The Great Debate on How to Store Glassware: Upside Down or Right-Side Up?
Which is worse: letting the rims of glasses collect germs from contact with the shelf, or having the inside of your cups collect dust because they’re placed upright?
Q. I’ve just spent the weekend at my aunt and uncle’s house and noticed that they store all of their drinking glassware—coffee mugs, water glasses, wineglasses, and everything—upside down in the cabinet. When I asked my aunt about it, she said that she doesn’t want the inside of the glass to collect dust, which it would if glasses were stored right side up. I have always been taught to store drinkware right side up so as not to dirty the rim of the glasses. Who’s right?

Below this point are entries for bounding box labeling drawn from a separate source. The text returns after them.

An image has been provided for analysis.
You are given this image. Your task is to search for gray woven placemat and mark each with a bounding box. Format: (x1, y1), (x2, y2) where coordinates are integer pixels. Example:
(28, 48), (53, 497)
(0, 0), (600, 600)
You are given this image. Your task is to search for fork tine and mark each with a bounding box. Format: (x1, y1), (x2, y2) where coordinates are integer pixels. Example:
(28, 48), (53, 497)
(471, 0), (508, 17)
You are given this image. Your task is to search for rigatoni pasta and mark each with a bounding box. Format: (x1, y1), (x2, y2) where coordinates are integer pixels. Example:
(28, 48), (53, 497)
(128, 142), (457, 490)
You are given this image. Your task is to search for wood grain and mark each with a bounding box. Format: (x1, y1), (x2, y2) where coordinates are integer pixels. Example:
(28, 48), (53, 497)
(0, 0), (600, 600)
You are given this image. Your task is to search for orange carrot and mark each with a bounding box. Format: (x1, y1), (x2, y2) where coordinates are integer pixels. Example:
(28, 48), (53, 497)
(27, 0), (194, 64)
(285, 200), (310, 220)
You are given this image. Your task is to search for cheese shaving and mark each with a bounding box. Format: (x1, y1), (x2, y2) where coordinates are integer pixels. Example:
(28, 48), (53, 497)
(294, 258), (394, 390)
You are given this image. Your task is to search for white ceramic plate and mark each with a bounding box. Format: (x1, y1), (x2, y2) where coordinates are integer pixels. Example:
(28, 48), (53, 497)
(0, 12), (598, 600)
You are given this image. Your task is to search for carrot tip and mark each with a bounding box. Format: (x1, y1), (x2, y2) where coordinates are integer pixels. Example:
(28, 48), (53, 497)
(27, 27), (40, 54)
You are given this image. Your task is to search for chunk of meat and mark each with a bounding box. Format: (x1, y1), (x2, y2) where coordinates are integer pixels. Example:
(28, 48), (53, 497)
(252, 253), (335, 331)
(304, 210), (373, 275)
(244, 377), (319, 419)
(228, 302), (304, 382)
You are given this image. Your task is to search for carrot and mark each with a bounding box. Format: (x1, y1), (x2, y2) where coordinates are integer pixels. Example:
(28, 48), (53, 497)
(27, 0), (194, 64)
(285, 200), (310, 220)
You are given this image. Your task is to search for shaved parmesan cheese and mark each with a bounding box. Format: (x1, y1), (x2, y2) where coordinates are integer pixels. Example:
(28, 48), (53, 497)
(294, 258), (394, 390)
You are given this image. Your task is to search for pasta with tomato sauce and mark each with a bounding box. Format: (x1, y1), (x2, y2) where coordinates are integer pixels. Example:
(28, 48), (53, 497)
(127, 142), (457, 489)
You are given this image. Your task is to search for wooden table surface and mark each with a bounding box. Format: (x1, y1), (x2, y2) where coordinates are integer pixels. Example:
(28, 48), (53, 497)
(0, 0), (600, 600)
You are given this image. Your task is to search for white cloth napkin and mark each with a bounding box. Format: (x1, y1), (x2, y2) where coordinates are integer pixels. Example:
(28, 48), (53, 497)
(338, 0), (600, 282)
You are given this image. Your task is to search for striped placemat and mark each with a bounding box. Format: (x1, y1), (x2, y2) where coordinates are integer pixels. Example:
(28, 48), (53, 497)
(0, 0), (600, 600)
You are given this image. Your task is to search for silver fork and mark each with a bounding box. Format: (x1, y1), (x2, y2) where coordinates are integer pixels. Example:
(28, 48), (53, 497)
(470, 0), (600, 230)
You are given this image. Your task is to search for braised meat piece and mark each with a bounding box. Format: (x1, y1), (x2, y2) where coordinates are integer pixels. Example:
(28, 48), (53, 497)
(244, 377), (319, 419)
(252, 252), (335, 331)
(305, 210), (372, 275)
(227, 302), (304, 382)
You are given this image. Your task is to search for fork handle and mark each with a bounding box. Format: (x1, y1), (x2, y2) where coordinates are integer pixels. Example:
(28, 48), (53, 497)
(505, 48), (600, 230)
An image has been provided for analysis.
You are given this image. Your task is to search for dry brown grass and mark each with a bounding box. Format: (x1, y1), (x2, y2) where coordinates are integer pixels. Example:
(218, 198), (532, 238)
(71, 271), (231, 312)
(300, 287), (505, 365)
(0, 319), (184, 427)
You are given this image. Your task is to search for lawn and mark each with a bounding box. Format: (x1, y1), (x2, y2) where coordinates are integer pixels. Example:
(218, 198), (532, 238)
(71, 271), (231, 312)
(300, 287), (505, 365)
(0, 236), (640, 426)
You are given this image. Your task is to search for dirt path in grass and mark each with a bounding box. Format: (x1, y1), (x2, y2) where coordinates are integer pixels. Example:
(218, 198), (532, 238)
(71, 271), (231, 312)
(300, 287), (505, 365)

A: When you make your bed, which way does the top sheet face? (Do you even use a flat sheet at all?) How does your toilet paper unfurl—over or under? Did the very first chicken come from the very first egg, or vice versa? Should you store glassware with the rim up or or the rim down?
There are some debates that may never be settled. Nevertheless, we’re taking a crack at that last one: how to store your mugs, glasses, and cups so they remain as clean as possible.
Team Upside Down says that dust can collect inside right-side-up glasses.
These folks argue that turning the glasses rim down will prevent dust and other debris from settling inside, keeping the interior pristine. This point is especially well taken when glasses are stored on open shelves, where more particulate matter is probably present in the air.
Team Right Side Up thinks rims pick up germs when glasses are stored upside down.
To the Right Side Uppers, it makes more sense to place glasses on a shelf the same way you use them, ready to be grabbed and filled with your favorite beverage. Their other argument? A drinking vessel’s rim can pick up germs from the surface of the shelf and then transfer them directly to the drinker’s mouth. (Ew.)
Another important consideration: The type of vessel from which you’re drinking.
There’s a world of difference between, say, a shatterproof plastic tumbler or titanium camping mug and a delicate crystal Champagne flute or heirloom china teacup.
Generally speaking, a glass’s rim is its most fragile area and where cracks or chips are most likely to originate. These faults can be difficult to detect, so it’s wise to stay on the safe side and store delicate glasses right side up.
“Stemmed glasses should always be placed on their base; otherwise, their thin rims would bear all the weight,” explains Steven E. DeMartino, Ph.D., technology director of Mechanics and Reliability Sciences at glass-industry giant Corning Inc. “If the rim of a glass gets nicked, it has a greater potential for crack propagation, so placing glasses upside down when there’s a defect or crack on the rim can potentially drive any defect deeper into the glass, simply from its own weight.”
Most everyday drinking vessels, however, are made from plastic or thick glass; they won’t need special treatment to prevent them from breaking midpour or midsip (and consequently subjecting your rug to a sudden flood of merlot).
Why not compromise?
You can safeguard your breakable and/or irreplaceable drinkware in a couple of ways: Use a stemware rack that holds glasses by their base. Store the more fragile flutes, cordials, or coupes, which are usually the ones you use least, on a higher shelf, in a dining room hutch, or even in their original protective packaging.
There’s a shelf liner to suit every need.
Shelf liners are an excellent compromise as well, and there’s one to suit every situation. Some are smooth and easy to wipe clean. Others are softer or grippy to protect delicate items and hold them in place. Additionally, shelf liners come in adhesive and nonadhesive styles and are available in precut, perforated, or cut-to-size formats for perfect customization.
Team Right Side Up should opt for closed cabinets (or drink a different way).
If you enjoy the convenience of taking your cups and glasses right off the shelf without any extra flipping or fussing, store them in cupboards with doors. You could also try reducing the number of glasses in use; high turnover can prevent dust from accumulating. When glasses do get dirty, you can just rinse them out as needed. For an eco-friendly alternative, switch to insulated tumblers with lids and keep a set of reusable straws.
Team Upside Down should store stemware elsewhere—and get shelf liners.
Can’t shake your germaphobe habits? Go ahead and flip your cups, but first line the shelves so they can be easily (and frequently) wiped clean. Consider a hanging rack for workaday stemmed wine or martini glasses, and find another storage solution altogether for valuable or delicate stemware.